Beragam tanggapan diberikan terhadap usulan tersebut, saat itu Farel mengomentari usul temannya, “Untuk saya pribadi, silakan saja jalankan program itu. Yang jelas, ketika saya dipanggil untuk curhat, saya mungkin tidak akan melakukannya karena saya tidak terbiasa membagi masalah kepada orang lain. Saya akan menyimpannya rapat-rapat selama saya masih sanggup menyelesaikannya sendiri. Dan kalaupun saya harus curhat, saya tidak ingin ada orang lain yang tahu, cukup saya, orang yang bersangkutan, Allah, serta para malaikat.”

Kemudian salah seorang dari mereka berkata santai, “Kalau begitu kesimpulannya adalah, Farel itu orang yang pelit.”

“Kalau menurut saya, tidak penting menurut kamu, belum tentu untuk yang lain.

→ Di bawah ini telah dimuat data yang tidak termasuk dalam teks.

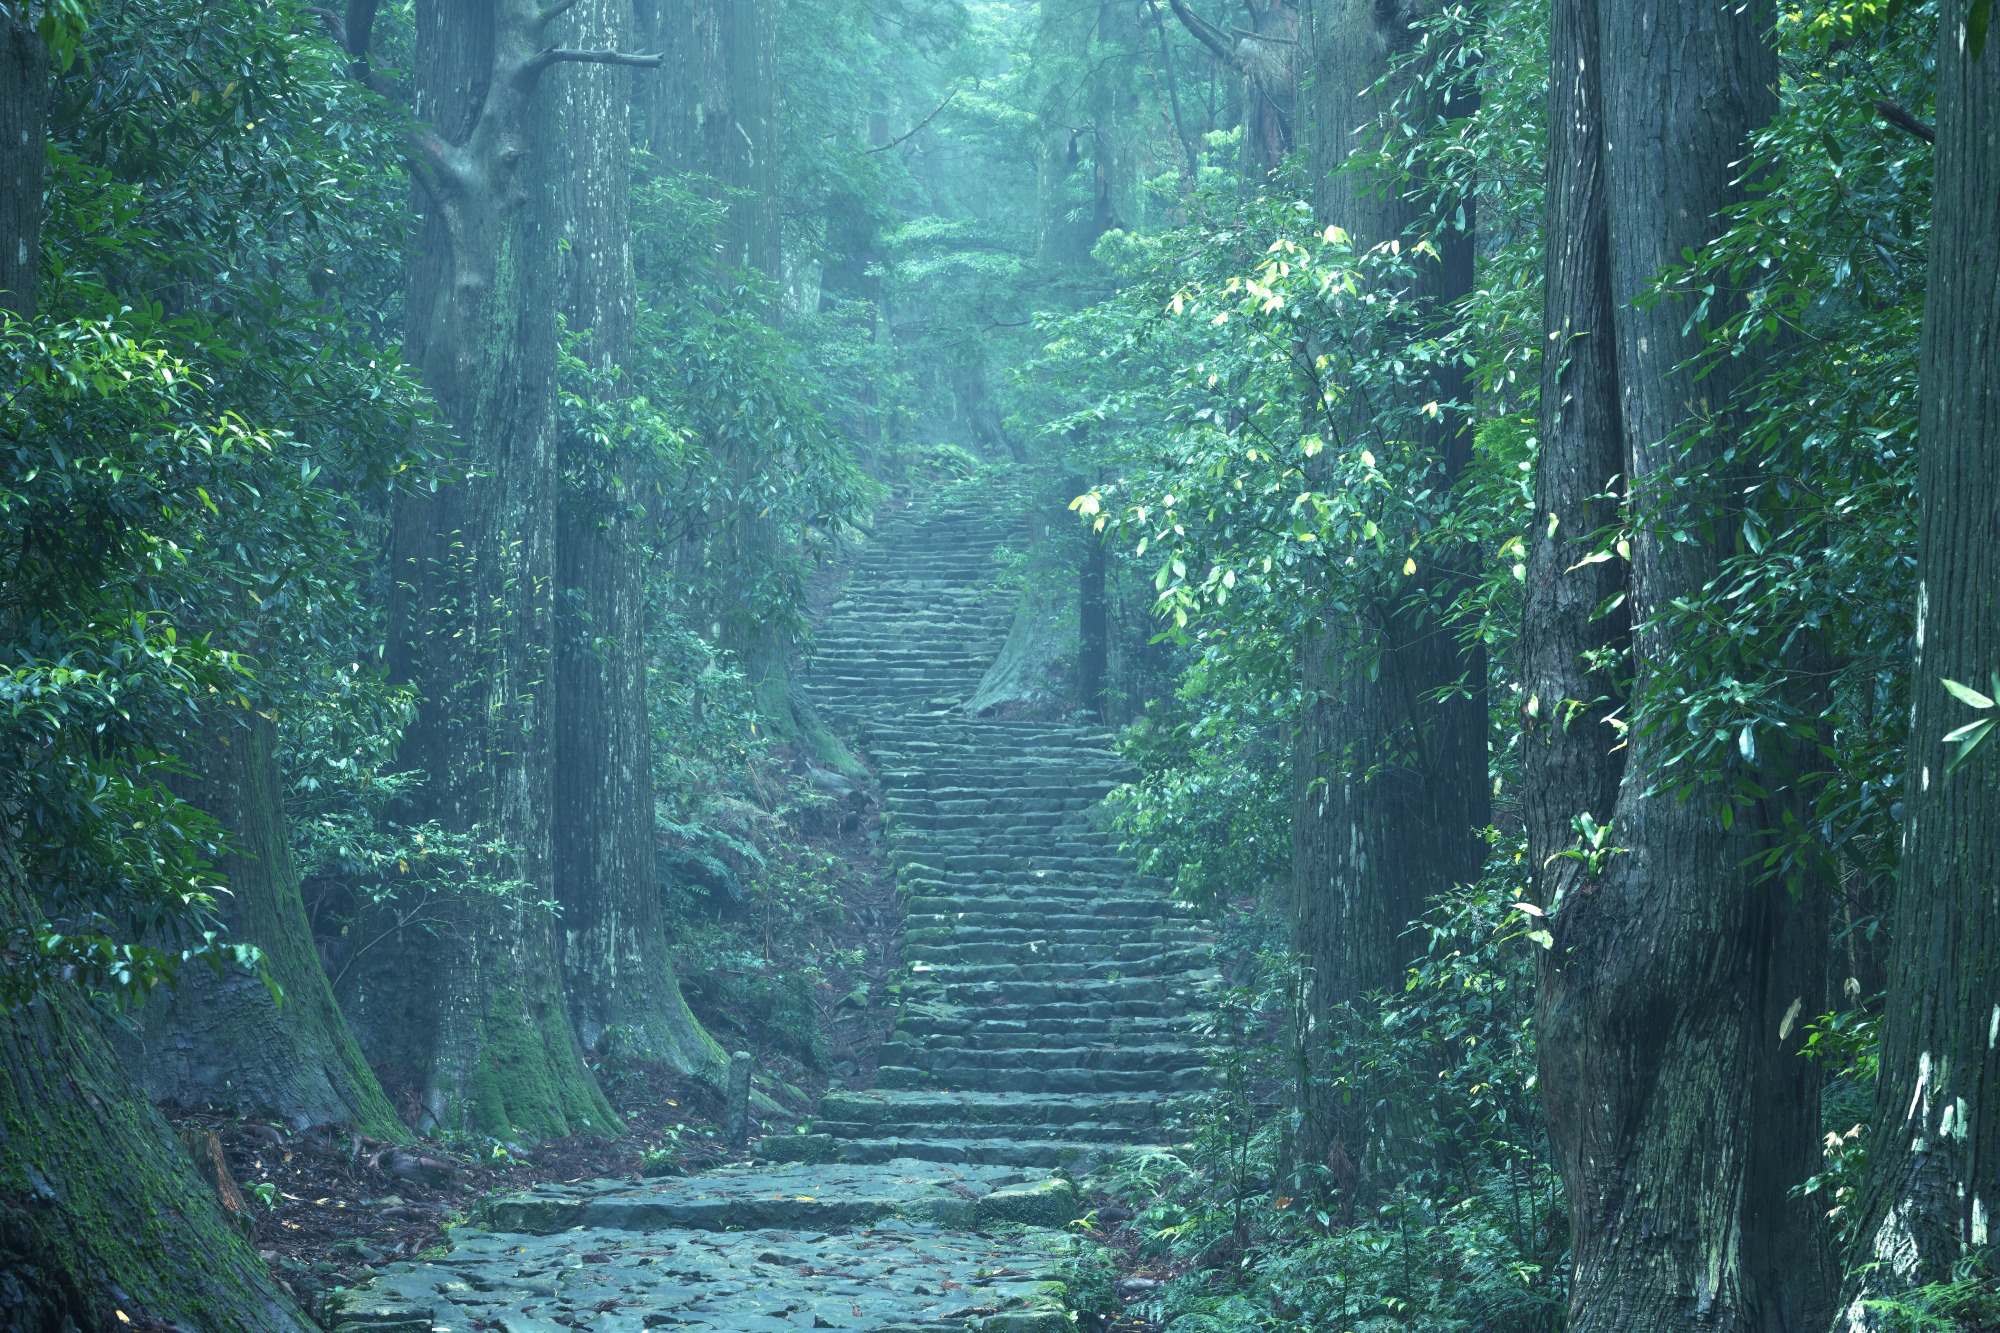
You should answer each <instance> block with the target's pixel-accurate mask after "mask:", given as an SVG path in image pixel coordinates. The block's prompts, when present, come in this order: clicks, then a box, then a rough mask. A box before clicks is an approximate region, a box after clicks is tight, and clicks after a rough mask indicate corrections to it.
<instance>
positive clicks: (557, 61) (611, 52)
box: [522, 46, 666, 78]
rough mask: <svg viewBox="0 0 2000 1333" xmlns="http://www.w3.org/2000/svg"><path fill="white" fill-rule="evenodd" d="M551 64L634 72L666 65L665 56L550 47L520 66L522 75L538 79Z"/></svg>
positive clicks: (603, 50) (620, 52)
mask: <svg viewBox="0 0 2000 1333" xmlns="http://www.w3.org/2000/svg"><path fill="white" fill-rule="evenodd" d="M552 64H630V66H632V68H636V70H658V68H660V66H662V64H666V56H664V54H660V56H634V54H630V52H622V50H568V48H566V46H550V48H548V50H540V52H536V54H534V56H530V58H528V64H524V66H522V74H526V76H528V78H538V76H540V74H542V70H546V68H548V66H552Z"/></svg>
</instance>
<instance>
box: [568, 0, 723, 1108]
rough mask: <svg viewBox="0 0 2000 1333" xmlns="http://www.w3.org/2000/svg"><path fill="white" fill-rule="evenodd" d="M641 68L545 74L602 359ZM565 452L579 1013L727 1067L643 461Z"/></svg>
mask: <svg viewBox="0 0 2000 1333" xmlns="http://www.w3.org/2000/svg"><path fill="white" fill-rule="evenodd" d="M628 14H630V6H628V4H626V2H624V0H578V4H576V6H574V8H572V10H570V12H568V16H566V28H568V30H570V32H572V34H574V44H576V46H588V48H610V50H616V48H622V46H626V44H628V38H630V22H628ZM638 78H640V80H648V82H650V80H654V78H658V74H652V72H648V74H640V76H638ZM632 82H634V76H632V74H630V72H626V70H622V68H614V66H572V68H566V70H554V72H552V74H550V78H548V88H546V90H544V102H546V106H548V114H546V116H544V124H548V126H550V128H548V132H546V136H544V138H546V144H544V158H546V160H548V164H550V174H552V188H550V190H548V194H546V204H544V206H546V208H548V210H550V214H552V216H550V228H552V232H554V234H556V236H560V238H562V242H564V244H562V246H560V248H558V290H560V298H562V310H564V314H566V318H568V326H570V330H572V332H576V334H582V340H580V344H578V354H580V356H582V360H586V362H588V364H590V368H592V370H596V372H600V374H612V372H618V370H624V368H626V366H628V362H630V358H632V322H634V308H636V302H638V296H636V290H634V278H632V216H630V208H632V138H630V130H632V118H630V110H632ZM606 392H614V394H616V392H628V388H620V386H616V384H608V386H606ZM564 452H566V456H564V468H562V472H564V480H566V484H564V494H562V498H560V502H558V532H556V564H558V570H556V572H558V586H560V598H562V604H560V608H558V626H560V642H558V648H556V693H554V709H556V723H554V725H556V757H554V759H556V809H554V877H556V901H558V903H562V973H564V981H566V987H568V997H570V1015H572V1019H574V1021H576V1031H578V1037H580V1039H582V1043H584V1047H586V1049H590V1051H598V1053H612V1051H618V1053H628V1055H636V1057H640V1059H654V1061H666V1063H668V1065H672V1067H674V1069H678V1071H680V1073H714V1071H720V1067H722V1061H724V1055H722V1049H720V1047H718V1045H716V1043H714V1041H712V1039H710V1037H708V1033H704V1031H702V1027H700V1023H698V1021H696V1019H694V1015H692V1013H690V1011H688V1003H686V999H682V995H680V981H678V979H676V977H674V963H672V955H670V953H668V941H666V923H664V919H662V915H660V881H658V867H656V841H654V809H652V719H650V715H648V709H646V510H644V506H642V504H638V500H636V486H638V460H636V458H634V456H632V450H630V448H620V446H614V448H610V450H606V448H604V446H602V444H600V442H598V440H594V438H568V440H564Z"/></svg>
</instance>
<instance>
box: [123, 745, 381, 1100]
mask: <svg viewBox="0 0 2000 1333" xmlns="http://www.w3.org/2000/svg"><path fill="white" fill-rule="evenodd" d="M276 731H278V729H276V727H274V725H272V721H270V719H266V717H262V715H260V713H256V711H250V709H236V707H226V709H218V711H216V713H214V715H212V717H210V719H208V725H206V729H204V731H202V733H200V737H198V741H196V743H194V745H192V747H190V749H188V751H184V755H182V761H184V763H186V765H188V769H190V775H192V777H188V779H180V781H176V789H178V795H180V797H182V799H184V801H188V803H190V805H194V807H196V809H202V811H206V813H208V815H212V817H214V819H216V823H220V825H222V829H224V833H226V835H228V853H226V855H224V857H222V863H220V867H218V869H220V871H222V879H224V885H228V897H226V899H224V901H222V919H224V923H226V925H228V931H230V939H234V941H238V943H246V945H256V947H258V949H262V951H264V971H266V973H268V977H270V981H274V983H276V985H278V991H280V995H282V997H284V999H282V1003H278V1001H276V999H274V997H272V991H270V987H268V985H264V979H262V977H258V975H254V973H248V971H232V973H228V975H222V977H218V975H214V973H212V971H208V969H186V971H182V975H180V981H178V987H176V989H174V991H172V993H166V991H162V993H158V995H154V997H152V999H150V1001H148V1003H146V1007H144V1009H140V1011H138V1013H136V1015H132V1021H130V1029H126V1027H120V1025H112V1027H110V1029H108V1037H110V1039H112V1047H114V1049H116V1051H118V1055H120V1059H122V1061H124V1065H126V1069H130V1071H132V1075H134V1077H136V1079H138V1083H140V1087H144V1089H146V1095H148V1097H152V1099H154V1101H162V1103H172V1105H182V1107H222V1109H228V1111H236V1113H242V1115H266V1117H274V1119H280V1121H284V1123H288V1125H292V1127H294V1129H304V1127H308V1125H344V1127H350V1129H356V1131H360V1133H366V1135H374V1137H378V1139H402V1137H406V1133H408V1131H406V1129H404V1127H402V1123H400V1121H398V1119H396V1115H394V1111H392V1109H390V1105H388V1099H386V1097H384V1095H382V1087H380V1085H378V1083H376V1077H374V1071H370V1069H368V1063H366V1061H364V1059H362V1053H360V1047H358V1045H356V1043H354V1035H352V1033H350V1031H348V1023H346V1017H342V1013H340V1007H338V1005H336V1003H334V991H332V987H330V985H328V981H326V971H324V969H322V967H320V953H318V947H316V945H314V941H312V927H310V925H308V921H306V907H304V903H302V901H300V895H298V873H296V871H294V867H292V847H290V839H288V835H286V827H284V803H282V783H284V775H282V771H280V767H278V747H276V741H278V737H276Z"/></svg>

Bisa jadi ketika kamu membagi cerita kepada yang lain, hal itu dapat memberi wawasan baru sekaligus menjadi pelajaran.” Kata yang lain lagi.

Farel tersudut. Ia tak mampu berkata-kata lagi, hatinya perih.

###

Sesampainya di rumah, Farel kembali menyusun kata-kata di HP-nya. Ia bermaksud meminta maaf kepada teman-temannya atas apa yang telah diucapkannya tadi.

Akhi…, mhn maaf jika ada kata2
yang menyinggung atau melukai
perasaan, tp sbnrnya sy tdk b’mksd
menyinggung siapapun. Sy hny
mnympaikan isi hti. Skali lg sy mnt maaf.

Beberapa saat setelah pesan tersebut dikirim, ia menerima balasan dari salah seorang sahabatnya,

Akhi, hal itu tdk mslh, p’bedaan pndpt
itu wjr, yg t’pntng bgmn kita mnyikapinya.
Srn sy, “Bangunlah dr tidur pnjng, krn
kamu tdk hny hidup di dunia sms.
Cobalah m’buka diri pd lingkungn.
Msh ada dunia nyata yg hrs kamu jlni,
krn di dunia nyatalah cita-cita yg kamu
miliki dpt terealisasi.”


Air mata mengalir, menganak sungai di pipi Farel. SMS itu benar-benar membuat hatinya tersentuh. Membuatnya tersadar bahwa betapa selama ini dirinya telah menciptakan jarak antara ia dengan teman-teman dan lingkungannya, serta membuat dinding pemisah yang terlalu sulit ditembus oleh orang lain di sekitarnya.

Farel terisak hingga ia tertidur. Dan ketika ia tersadar, dari mushalla dekat rumahnya sayup terdengar adzan subuh berkumandang. Mengalun lembut, menyejukkan hatinya yang sedang galau.